Using UpdateCursor to add content of pandas DataFrame to feature class attribute table

6433
8
Jump to solution
11-27-2018 10:39 AM
PaulMcCord2
New Contributor III

I'm creating a script tool where the user is able to map the trade of commodities from an exporting country to a set of importing countries. In the script, a Feature Class is created representing the latitude and longitude of the captial of the exporting country and the latitude and longitude of the capitals of the importing countries. A line is then drawn between these sets of points to indicate the flow of the commodity.

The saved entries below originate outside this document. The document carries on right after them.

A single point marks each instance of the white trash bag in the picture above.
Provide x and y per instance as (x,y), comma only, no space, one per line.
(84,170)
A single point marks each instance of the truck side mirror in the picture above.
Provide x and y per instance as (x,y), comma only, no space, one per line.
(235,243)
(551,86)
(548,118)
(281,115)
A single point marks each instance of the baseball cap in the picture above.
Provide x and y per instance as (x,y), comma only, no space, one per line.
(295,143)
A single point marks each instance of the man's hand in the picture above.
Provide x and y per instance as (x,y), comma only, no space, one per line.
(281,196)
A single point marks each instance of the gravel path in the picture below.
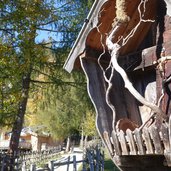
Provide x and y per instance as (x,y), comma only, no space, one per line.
(79,156)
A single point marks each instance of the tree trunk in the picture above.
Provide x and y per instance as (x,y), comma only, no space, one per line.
(68,144)
(17,127)
(85,141)
(82,139)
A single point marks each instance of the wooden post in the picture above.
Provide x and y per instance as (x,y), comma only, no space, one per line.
(3,163)
(97,159)
(102,161)
(74,163)
(51,165)
(23,166)
(32,167)
(68,163)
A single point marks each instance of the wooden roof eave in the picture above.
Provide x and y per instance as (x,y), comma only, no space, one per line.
(79,45)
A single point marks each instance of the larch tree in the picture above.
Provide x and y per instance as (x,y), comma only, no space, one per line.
(23,55)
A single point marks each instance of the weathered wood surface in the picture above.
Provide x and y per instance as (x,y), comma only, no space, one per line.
(147,141)
(141,163)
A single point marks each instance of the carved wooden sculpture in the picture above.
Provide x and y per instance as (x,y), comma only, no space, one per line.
(127,62)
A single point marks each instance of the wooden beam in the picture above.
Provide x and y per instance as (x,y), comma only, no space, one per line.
(144,59)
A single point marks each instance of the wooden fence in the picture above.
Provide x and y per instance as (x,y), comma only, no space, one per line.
(25,160)
(93,160)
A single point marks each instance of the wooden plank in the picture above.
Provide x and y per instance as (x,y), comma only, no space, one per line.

The commodity data used in the script tool were downloaded as a csv file and then converted to a pandas DataFrame. The individual using the tool is able to specify parameters to subset the pandas DataFrame. For example, a user could specify that they're interested in the trade of Coffee from Burundi for the years 2010 and 2011. The tool will then display the flow of coffee to Burundi's trade partners for the years 2010 and 2011. In subsetting the DataFrame, the only information left in the DataFrame is that which is needed to map the flows between trade partners.

Unfortunately, I'm running into trouble when I attempt to add the content of the pandas DataFrame to the Feature Class. When the Feature Class is created it simply represents the connections between exporting and importing countries (the attribute table of the Feature Class at this stage is shown in the attached image CommodityFlows1). I then add columns for the data that I intend to bring in from the pandas DataFrame (the attribute table after these columns are added are shown in CommodityFlows2). I then attempt to use UpdateCursor to add the information from the pandas DataFrame to the Feature Class' attribute table. However, when I do this, I receive the error: "An error occurred: 0".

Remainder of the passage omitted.